Radiant Rodius: Keen pricing and distinctive design might even make the Rodius the darling of the MPV set.

With its looks and packaging, both the Carnival and circus are the Rodius’ targets

27 Apr 2004

KIA’S stranglehold on the cheaper end of the full-sized people-mover market in Australia is to be challenged by Ssangyong.

The struggling South Korean car-maker last week unveiled the A100 series Rodius.

Scheduled for a Sydney motor show debut in October, the newest Ssangyong should be priced from under $40,000 to upwards of $50,000.

According to a company press release, Rodius somehow combines the words “road” and “Zeus” – a union that’s as curious as the Ssangyong’s styling.

In a nutshell, the Rodius is a seven-plus seater people-mover/SUV, with luggage space to spare. Some models in South Korea can accommodate up to 11 passengers.

It is based on the platform of the Chairman, the 1985-1995 Mercedes-Benz W124-derived luxury car that sells in relatively high numbers in South Korea.

Drive will either be directed to the rear or all four wheels, depending on the model.

Power comes courtesy of a Mercedes-sourced 2.7-litre common-rail four-cylinder turbo-diesel CRD unit mated to a five-speed Tiptronic-style automatic gearbox.
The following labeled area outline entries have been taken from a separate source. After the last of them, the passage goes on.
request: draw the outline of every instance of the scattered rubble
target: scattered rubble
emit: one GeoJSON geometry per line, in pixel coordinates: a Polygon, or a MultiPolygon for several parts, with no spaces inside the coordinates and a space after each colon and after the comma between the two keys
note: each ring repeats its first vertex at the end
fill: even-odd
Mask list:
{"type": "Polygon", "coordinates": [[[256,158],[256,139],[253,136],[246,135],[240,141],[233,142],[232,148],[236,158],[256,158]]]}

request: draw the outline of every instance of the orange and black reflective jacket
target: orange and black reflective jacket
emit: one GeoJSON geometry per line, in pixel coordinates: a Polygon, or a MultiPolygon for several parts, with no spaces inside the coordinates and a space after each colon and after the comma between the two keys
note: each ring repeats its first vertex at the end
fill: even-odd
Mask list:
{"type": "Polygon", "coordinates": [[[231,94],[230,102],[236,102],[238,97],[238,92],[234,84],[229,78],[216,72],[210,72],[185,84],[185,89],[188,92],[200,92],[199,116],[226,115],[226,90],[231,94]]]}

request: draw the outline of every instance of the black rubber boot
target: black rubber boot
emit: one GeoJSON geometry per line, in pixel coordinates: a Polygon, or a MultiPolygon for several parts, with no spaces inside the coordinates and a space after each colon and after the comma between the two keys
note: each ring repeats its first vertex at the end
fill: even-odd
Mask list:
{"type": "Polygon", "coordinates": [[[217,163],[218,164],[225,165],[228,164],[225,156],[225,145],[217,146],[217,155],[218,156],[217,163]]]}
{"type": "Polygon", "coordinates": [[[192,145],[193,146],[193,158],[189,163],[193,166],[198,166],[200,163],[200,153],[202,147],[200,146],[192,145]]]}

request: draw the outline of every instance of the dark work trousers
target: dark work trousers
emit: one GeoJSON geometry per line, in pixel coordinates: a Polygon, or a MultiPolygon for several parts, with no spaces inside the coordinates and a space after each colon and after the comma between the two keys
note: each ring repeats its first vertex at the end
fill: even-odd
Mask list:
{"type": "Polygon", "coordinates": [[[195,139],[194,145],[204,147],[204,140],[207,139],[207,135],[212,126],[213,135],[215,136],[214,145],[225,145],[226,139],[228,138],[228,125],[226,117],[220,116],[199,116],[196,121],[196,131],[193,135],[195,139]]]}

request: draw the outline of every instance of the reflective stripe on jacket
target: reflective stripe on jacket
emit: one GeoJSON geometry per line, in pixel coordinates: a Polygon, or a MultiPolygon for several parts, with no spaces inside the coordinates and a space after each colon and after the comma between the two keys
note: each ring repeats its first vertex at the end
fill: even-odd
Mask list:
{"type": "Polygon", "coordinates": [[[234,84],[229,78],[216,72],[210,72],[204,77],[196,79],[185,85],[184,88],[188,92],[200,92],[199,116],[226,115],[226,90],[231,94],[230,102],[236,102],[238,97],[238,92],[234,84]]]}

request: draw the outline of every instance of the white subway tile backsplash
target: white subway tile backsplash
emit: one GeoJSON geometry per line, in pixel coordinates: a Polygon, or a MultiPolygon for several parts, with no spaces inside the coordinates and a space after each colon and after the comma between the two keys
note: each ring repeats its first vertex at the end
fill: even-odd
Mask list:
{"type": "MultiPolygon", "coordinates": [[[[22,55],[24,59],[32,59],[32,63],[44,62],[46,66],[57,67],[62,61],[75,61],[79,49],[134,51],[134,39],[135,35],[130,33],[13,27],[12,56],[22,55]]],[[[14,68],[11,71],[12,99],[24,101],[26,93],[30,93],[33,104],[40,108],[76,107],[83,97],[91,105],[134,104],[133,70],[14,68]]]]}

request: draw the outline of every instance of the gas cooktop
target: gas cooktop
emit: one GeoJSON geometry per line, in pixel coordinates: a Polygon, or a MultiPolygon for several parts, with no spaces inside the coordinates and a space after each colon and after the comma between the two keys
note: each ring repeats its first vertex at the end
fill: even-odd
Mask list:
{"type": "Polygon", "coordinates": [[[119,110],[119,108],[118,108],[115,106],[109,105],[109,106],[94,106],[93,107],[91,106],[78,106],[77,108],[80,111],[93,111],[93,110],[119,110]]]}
Pumping out 121kW of power and a minimum of 340Nm of torque, the CRD device is a Generation III engine that’s already Euro 4 emissions compatible.

The company is confident Australian MPV buyers will be turned on to the impressive (and unique) fuel economy benefits driving on diesel will bring.

Currently only the off-road orientated seven-seater 4WDs like the Mitsubishi Pajero and Nissan Patrol offer diesel economy.

Ssangyong’s other Mercedes motor, the classic 3.2-litre in-line six-cylinder petrol unit, producing 162kW and 312Nm respectively and seen here in the Rexton and Musso models, is due in the last quarter of next year.

The Rodius goes on sale in South Korea from mid May, with export sales starting in the latter half of this year.

With its sweeping pillars, long overhangs and flared wheelarches, the Rodius’ striking styling is sure to create a stir, particularly in the hitherto mundane MPV market.

The Ssangyong follows the inspired South Korean tradition of automotive grandiosity exemplified by 1997’s memorable Hyundai SLV concept.

It will be fascinating to see if Australian people-mover buyers – always a conservative bunch – warm to it.

Russell Burling, managing director of Rapson Holdings (distributors of Ssangyong vehicles in Australia and New Zealand), would not divulge sales forecasts, but he does believe the Rodius will be a winner.

“Sales will be better than even we first thought,” he said, adding that the Rodius was the first of many.

“BMW and Mercedes-Benz (with the rumoured R-Class MPV/SUV crossover) are already working on theirs.” Mr Burling also assured GoAuto that the Rodius was a good looker in the flesh, describing it as “futuristic”.